If the '001 patent was in force and asserted under its non-extended patent term, the case outcome could have been different. Claim 1 of the '001 patent, which recites (in part) administering a pharmaceutical formulation containing MMF to a patient to treat MS. Claim 1 of the '001 patent, when asserted for its full scope, could arguably have been found to be infringed by Banner's MMF containing drug formulation which is indicated for treating MS.
But the claim scope coverage provided by claim 1 of the '001 patent was curtailed by statute when the '001 patent entered its PTE phase. This case provides a caution to drug developers who make certain prodrugs (e.g., esters), and seek FDA approval of the prodrugs, that the scope of their patent claims could be curtailed for the period that any patent containing these claims remains in force solely under PTE.

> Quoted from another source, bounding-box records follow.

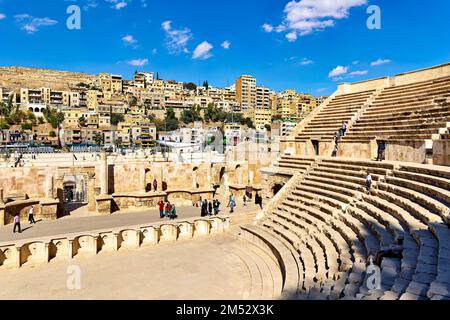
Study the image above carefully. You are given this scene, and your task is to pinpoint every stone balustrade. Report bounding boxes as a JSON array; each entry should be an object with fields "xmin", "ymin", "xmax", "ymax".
[{"xmin": 0, "ymin": 217, "xmax": 230, "ymax": 270}]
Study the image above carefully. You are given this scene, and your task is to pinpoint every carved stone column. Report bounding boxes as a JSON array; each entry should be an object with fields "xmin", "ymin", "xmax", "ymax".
[{"xmin": 100, "ymin": 152, "xmax": 108, "ymax": 195}]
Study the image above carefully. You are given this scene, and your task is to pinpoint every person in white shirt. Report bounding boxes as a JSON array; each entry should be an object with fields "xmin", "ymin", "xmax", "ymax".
[
  {"xmin": 28, "ymin": 206, "xmax": 36, "ymax": 224},
  {"xmin": 366, "ymin": 173, "xmax": 372, "ymax": 193}
]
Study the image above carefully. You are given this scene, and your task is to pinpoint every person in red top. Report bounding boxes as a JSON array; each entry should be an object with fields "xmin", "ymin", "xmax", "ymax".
[{"xmin": 158, "ymin": 200, "xmax": 164, "ymax": 219}]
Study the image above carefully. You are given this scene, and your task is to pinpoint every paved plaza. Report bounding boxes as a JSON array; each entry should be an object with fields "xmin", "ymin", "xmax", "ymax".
[
  {"xmin": 0, "ymin": 201, "xmax": 259, "ymax": 243},
  {"xmin": 0, "ymin": 235, "xmax": 250, "ymax": 300}
]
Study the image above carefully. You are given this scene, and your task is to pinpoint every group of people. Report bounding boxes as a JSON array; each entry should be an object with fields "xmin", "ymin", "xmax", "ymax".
[
  {"xmin": 228, "ymin": 193, "xmax": 263, "ymax": 213},
  {"xmin": 13, "ymin": 206, "xmax": 36, "ymax": 233},
  {"xmin": 197, "ymin": 199, "xmax": 220, "ymax": 217},
  {"xmin": 331, "ymin": 121, "xmax": 347, "ymax": 157},
  {"xmin": 158, "ymin": 200, "xmax": 178, "ymax": 220}
]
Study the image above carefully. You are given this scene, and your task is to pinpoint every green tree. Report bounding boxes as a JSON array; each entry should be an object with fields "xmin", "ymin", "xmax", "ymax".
[
  {"xmin": 181, "ymin": 106, "xmax": 202, "ymax": 124},
  {"xmin": 128, "ymin": 96, "xmax": 138, "ymax": 107},
  {"xmin": 78, "ymin": 116, "xmax": 86, "ymax": 127},
  {"xmin": 111, "ymin": 113, "xmax": 125, "ymax": 126},
  {"xmin": 183, "ymin": 82, "xmax": 197, "ymax": 91},
  {"xmin": 22, "ymin": 123, "xmax": 33, "ymax": 131},
  {"xmin": 164, "ymin": 108, "xmax": 180, "ymax": 131},
  {"xmin": 94, "ymin": 132, "xmax": 104, "ymax": 146}
]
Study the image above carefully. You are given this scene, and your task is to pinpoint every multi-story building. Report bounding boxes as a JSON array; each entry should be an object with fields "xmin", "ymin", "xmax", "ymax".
[
  {"xmin": 256, "ymin": 87, "xmax": 270, "ymax": 110},
  {"xmin": 315, "ymin": 96, "xmax": 328, "ymax": 106},
  {"xmin": 251, "ymin": 108, "xmax": 272, "ymax": 130},
  {"xmin": 86, "ymin": 90, "xmax": 103, "ymax": 112},
  {"xmin": 271, "ymin": 121, "xmax": 297, "ymax": 137},
  {"xmin": 63, "ymin": 108, "xmax": 89, "ymax": 128},
  {"xmin": 236, "ymin": 75, "xmax": 256, "ymax": 113},
  {"xmin": 0, "ymin": 87, "xmax": 17, "ymax": 104}
]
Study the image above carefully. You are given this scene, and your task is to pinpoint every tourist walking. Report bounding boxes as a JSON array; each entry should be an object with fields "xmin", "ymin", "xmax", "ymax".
[
  {"xmin": 228, "ymin": 194, "xmax": 236, "ymax": 213},
  {"xmin": 208, "ymin": 201, "xmax": 212, "ymax": 216},
  {"xmin": 202, "ymin": 200, "xmax": 208, "ymax": 217},
  {"xmin": 170, "ymin": 204, "xmax": 178, "ymax": 220},
  {"xmin": 377, "ymin": 141, "xmax": 386, "ymax": 161},
  {"xmin": 341, "ymin": 121, "xmax": 347, "ymax": 137},
  {"xmin": 214, "ymin": 199, "xmax": 220, "ymax": 216},
  {"xmin": 28, "ymin": 206, "xmax": 36, "ymax": 224},
  {"xmin": 255, "ymin": 193, "xmax": 262, "ymax": 210},
  {"xmin": 366, "ymin": 173, "xmax": 373, "ymax": 194},
  {"xmin": 166, "ymin": 202, "xmax": 172, "ymax": 218},
  {"xmin": 13, "ymin": 214, "xmax": 22, "ymax": 233},
  {"xmin": 158, "ymin": 200, "xmax": 164, "ymax": 219}
]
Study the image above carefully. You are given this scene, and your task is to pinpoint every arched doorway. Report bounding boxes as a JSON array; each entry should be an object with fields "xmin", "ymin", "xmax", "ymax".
[
  {"xmin": 62, "ymin": 173, "xmax": 89, "ymax": 215},
  {"xmin": 272, "ymin": 183, "xmax": 283, "ymax": 196}
]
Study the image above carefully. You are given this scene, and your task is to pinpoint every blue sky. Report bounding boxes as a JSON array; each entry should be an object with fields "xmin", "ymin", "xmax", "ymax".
[{"xmin": 0, "ymin": 0, "xmax": 450, "ymax": 95}]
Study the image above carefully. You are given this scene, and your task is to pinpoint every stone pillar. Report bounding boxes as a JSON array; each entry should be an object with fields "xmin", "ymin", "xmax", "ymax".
[
  {"xmin": 139, "ymin": 167, "xmax": 147, "ymax": 193},
  {"xmin": 192, "ymin": 170, "xmax": 197, "ymax": 190},
  {"xmin": 45, "ymin": 172, "xmax": 54, "ymax": 199},
  {"xmin": 100, "ymin": 152, "xmax": 108, "ymax": 195},
  {"xmin": 206, "ymin": 162, "xmax": 212, "ymax": 188}
]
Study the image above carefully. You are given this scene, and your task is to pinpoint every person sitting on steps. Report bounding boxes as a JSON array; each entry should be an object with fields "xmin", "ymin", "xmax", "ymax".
[{"xmin": 375, "ymin": 237, "xmax": 404, "ymax": 267}]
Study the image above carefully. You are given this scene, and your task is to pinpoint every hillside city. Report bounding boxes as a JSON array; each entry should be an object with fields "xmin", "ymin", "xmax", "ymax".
[{"xmin": 0, "ymin": 67, "xmax": 327, "ymax": 151}]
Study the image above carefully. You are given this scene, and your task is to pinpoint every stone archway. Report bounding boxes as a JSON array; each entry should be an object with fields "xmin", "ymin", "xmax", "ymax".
[
  {"xmin": 271, "ymin": 183, "xmax": 283, "ymax": 196},
  {"xmin": 54, "ymin": 167, "xmax": 96, "ymax": 217}
]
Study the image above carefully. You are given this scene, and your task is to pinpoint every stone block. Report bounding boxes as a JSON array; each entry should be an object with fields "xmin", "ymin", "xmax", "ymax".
[
  {"xmin": 194, "ymin": 220, "xmax": 211, "ymax": 237},
  {"xmin": 117, "ymin": 230, "xmax": 140, "ymax": 249},
  {"xmin": 97, "ymin": 232, "xmax": 119, "ymax": 253},
  {"xmin": 48, "ymin": 238, "xmax": 72, "ymax": 261},
  {"xmin": 0, "ymin": 245, "xmax": 20, "ymax": 269},
  {"xmin": 178, "ymin": 222, "xmax": 194, "ymax": 240},
  {"xmin": 20, "ymin": 242, "xmax": 49, "ymax": 266},
  {"xmin": 140, "ymin": 227, "xmax": 160, "ymax": 246},
  {"xmin": 72, "ymin": 235, "xmax": 98, "ymax": 257},
  {"xmin": 160, "ymin": 224, "xmax": 178, "ymax": 242}
]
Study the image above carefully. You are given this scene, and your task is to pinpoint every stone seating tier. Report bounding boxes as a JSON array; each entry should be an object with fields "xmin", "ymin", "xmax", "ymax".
[{"xmin": 250, "ymin": 156, "xmax": 450, "ymax": 300}]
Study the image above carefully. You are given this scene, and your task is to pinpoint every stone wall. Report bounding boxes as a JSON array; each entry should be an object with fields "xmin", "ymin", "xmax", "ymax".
[
  {"xmin": 0, "ymin": 67, "xmax": 97, "ymax": 92},
  {"xmin": 337, "ymin": 140, "xmax": 378, "ymax": 160},
  {"xmin": 386, "ymin": 140, "xmax": 426, "ymax": 163},
  {"xmin": 0, "ymin": 217, "xmax": 230, "ymax": 270},
  {"xmin": 433, "ymin": 140, "xmax": 450, "ymax": 166}
]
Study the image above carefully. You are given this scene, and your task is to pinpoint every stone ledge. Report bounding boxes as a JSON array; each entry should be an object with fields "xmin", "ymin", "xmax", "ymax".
[{"xmin": 0, "ymin": 217, "xmax": 230, "ymax": 270}]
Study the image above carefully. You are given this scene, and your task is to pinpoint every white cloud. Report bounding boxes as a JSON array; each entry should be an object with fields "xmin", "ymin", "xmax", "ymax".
[
  {"xmin": 127, "ymin": 59, "xmax": 148, "ymax": 67},
  {"xmin": 221, "ymin": 40, "xmax": 231, "ymax": 50},
  {"xmin": 263, "ymin": 0, "xmax": 367, "ymax": 41},
  {"xmin": 14, "ymin": 13, "xmax": 58, "ymax": 34},
  {"xmin": 328, "ymin": 66, "xmax": 348, "ymax": 78},
  {"xmin": 298, "ymin": 58, "xmax": 314, "ymax": 66},
  {"xmin": 83, "ymin": 0, "xmax": 98, "ymax": 11},
  {"xmin": 262, "ymin": 23, "xmax": 274, "ymax": 32},
  {"xmin": 161, "ymin": 21, "xmax": 192, "ymax": 54},
  {"xmin": 370, "ymin": 59, "xmax": 391, "ymax": 67},
  {"xmin": 122, "ymin": 34, "xmax": 137, "ymax": 45},
  {"xmin": 348, "ymin": 70, "xmax": 369, "ymax": 76},
  {"xmin": 105, "ymin": 0, "xmax": 128, "ymax": 10},
  {"xmin": 192, "ymin": 41, "xmax": 214, "ymax": 60},
  {"xmin": 286, "ymin": 31, "xmax": 297, "ymax": 42}
]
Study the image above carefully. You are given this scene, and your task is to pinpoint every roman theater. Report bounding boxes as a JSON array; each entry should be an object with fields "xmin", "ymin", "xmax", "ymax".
[{"xmin": 0, "ymin": 64, "xmax": 450, "ymax": 300}]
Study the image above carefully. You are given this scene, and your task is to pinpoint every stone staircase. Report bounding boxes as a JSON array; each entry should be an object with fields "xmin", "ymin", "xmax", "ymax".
[
  {"xmin": 242, "ymin": 156, "xmax": 450, "ymax": 300},
  {"xmin": 343, "ymin": 77, "xmax": 450, "ymax": 142}
]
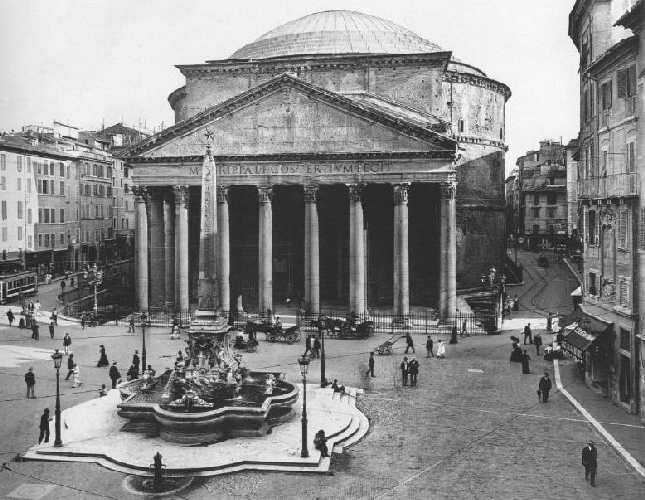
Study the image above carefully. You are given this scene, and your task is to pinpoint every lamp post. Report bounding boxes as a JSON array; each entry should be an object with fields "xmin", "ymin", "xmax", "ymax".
[
  {"xmin": 52, "ymin": 349, "xmax": 63, "ymax": 447},
  {"xmin": 298, "ymin": 356, "xmax": 309, "ymax": 458}
]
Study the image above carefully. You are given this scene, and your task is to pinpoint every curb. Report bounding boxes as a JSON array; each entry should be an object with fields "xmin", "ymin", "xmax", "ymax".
[{"xmin": 553, "ymin": 359, "xmax": 645, "ymax": 478}]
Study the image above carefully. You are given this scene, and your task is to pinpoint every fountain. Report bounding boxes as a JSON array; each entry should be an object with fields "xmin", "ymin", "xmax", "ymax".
[{"xmin": 118, "ymin": 325, "xmax": 298, "ymax": 444}]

The case also highlights the non-commutative nature of PTE when the approved drug contains a carboxylic acid and the generic or 505(b)(2) competitor's drug is an ester of the acid, versus when the approved drug contains an ester of a carboxylic acid, and the generic or 505(b)(2) competitor's drug contains a carboxylic acid in place of the ester. For example, if an approved drug contains carboxylic acid; a generic or 505(b)(2) competitor attempts to come to market with an ester (prodrug) of the carboxylic acid of the approved drug; the branded drug manufacturer has patent claims that include an ester of the approved drug; and a patent containing these claims is extended; arguably the generic or 505(b)(2) competitor could be found to infringe the claims of the extended patent. But as the holding of this case illustrates, the converse may not be true.
Another issue raised by the case is the choice of molecule to develop. If a drug company faces a choice to develop a drug candidate containing, for example, a carboxylic acid or an ester of the carboxylic acid, from a PTE perspective, development of the drug candidate containing the carboxylic acid (or its salt) may be a better choice.
Finally, the case raises additional considerations. For example, would the outcome have been different if MMF was on Tecfidera's label and package insert? And why did Biogen come to market with DMF if it knew MMF was the active metabolite and could be formulated into a drug formulation?